もっとも松代大本営に三種の神器のための神殿をわざわざ別に作っていたとまでは知らなかったので、そういう辺りは素直に勉強になった。当然ながら朝鮮人労働者の待遇などにも触れているが、著者自身のスタンスとしても単なる被害者・加害者ではない人間として当たり前の立場というのは、単純な戦争批判だけで終わらないための重要な立ち位置であると思う。
抄録
5
話は脇道にそれるが、ここではっきりさせておきたいことは、日本で働いていた朝鮮人労務者には、大きく分けて二つの境遇があったことである。
一つは日本の朝鮮支配により土地の収奪にあったりして生活が苦しくなるなどして、日本に行けばいい仕事にありつけるらしいと、自主渡航というかたちで日本にやってきた人たち。

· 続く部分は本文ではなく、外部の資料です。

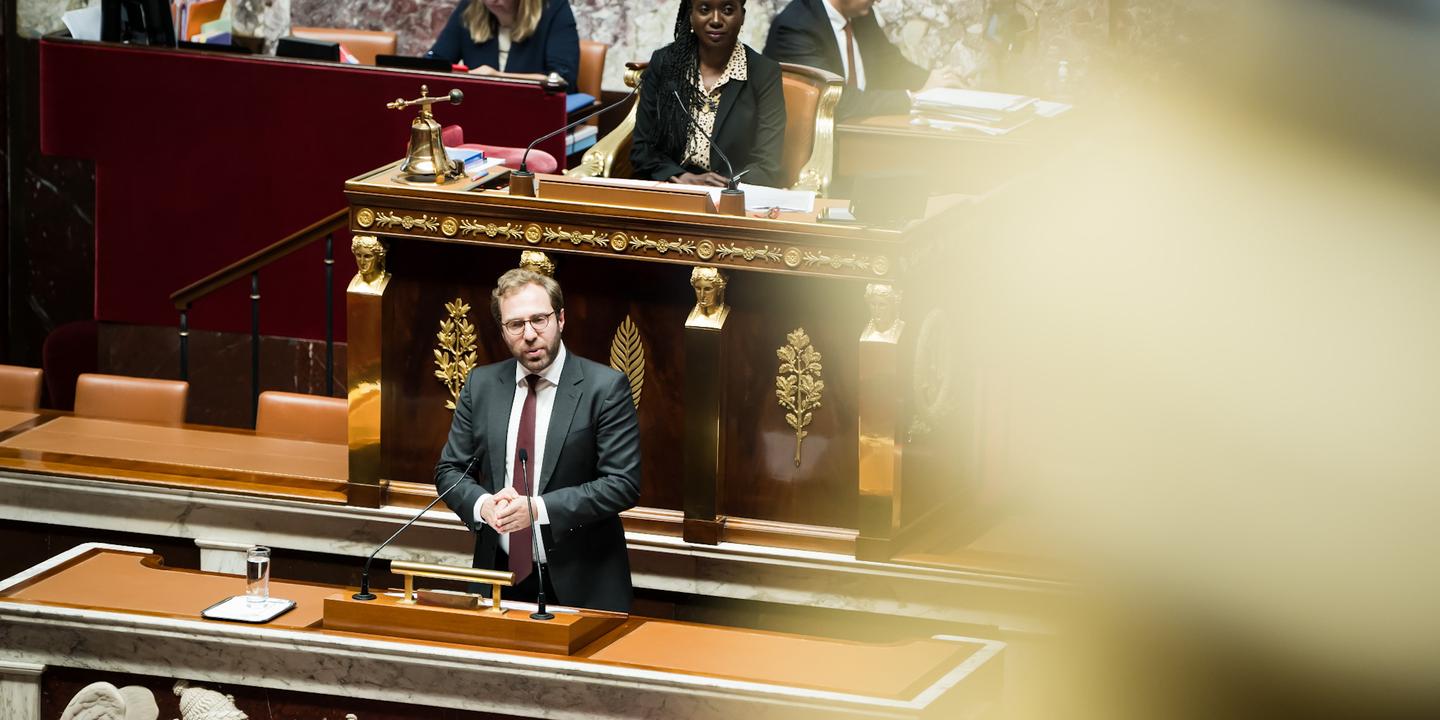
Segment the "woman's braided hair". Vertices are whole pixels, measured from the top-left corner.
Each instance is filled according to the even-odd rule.
[[[665,66],[660,73],[660,97],[656,99],[656,115],[660,119],[660,149],[671,157],[680,157],[690,142],[690,121],[686,119],[692,108],[700,107],[705,99],[696,88],[695,79],[700,76],[699,40],[690,26],[690,6],[694,0],[680,0],[675,13],[675,42],[665,48]],[[745,0],[740,0],[745,5]],[[735,42],[740,42],[738,39]],[[675,93],[684,101],[681,106],[675,101]]]

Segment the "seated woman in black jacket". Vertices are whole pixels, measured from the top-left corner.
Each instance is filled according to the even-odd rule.
[[[680,0],[675,42],[655,51],[640,81],[636,177],[723,186],[723,153],[745,182],[780,182],[780,64],[740,42],[744,22],[745,0]]]
[[[465,62],[470,72],[544,78],[557,73],[575,90],[580,34],[570,0],[460,0],[426,53]]]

もう一つは強制連行で、平穏な日常生活を営んでいたころが突然、どれい狩りのように無理やりトラックなどに乗せられて連れてこられた人たちである。両社とも主な働きの場は、ダムの建設工事だとか炭鉱。あるいは鉄道線路工事やトンネル掘りの現場等々、苦しい労働を必要とする仕事場であった。そして、結果的には一部の者を除いて、自主渡航にしろ強制連行にしろ、労働条件の過酷さはたいして変わりがなかった。-/-
10-11
日本軍が、死守していた太平洋のトラック島が、アメリカ軍によって全滅に追いやられた前後の頃、天皇の住まい(皇居)をはじめ、大本営をどこかに移さなければ、日本はたいへんなことになると、熱心に説く軍人がいた。一九四四(昭和一九)年、二月頃。その話を力説したのは、陸軍省内部の人事課にいた井田(現姓岩田)正孝少佐であった。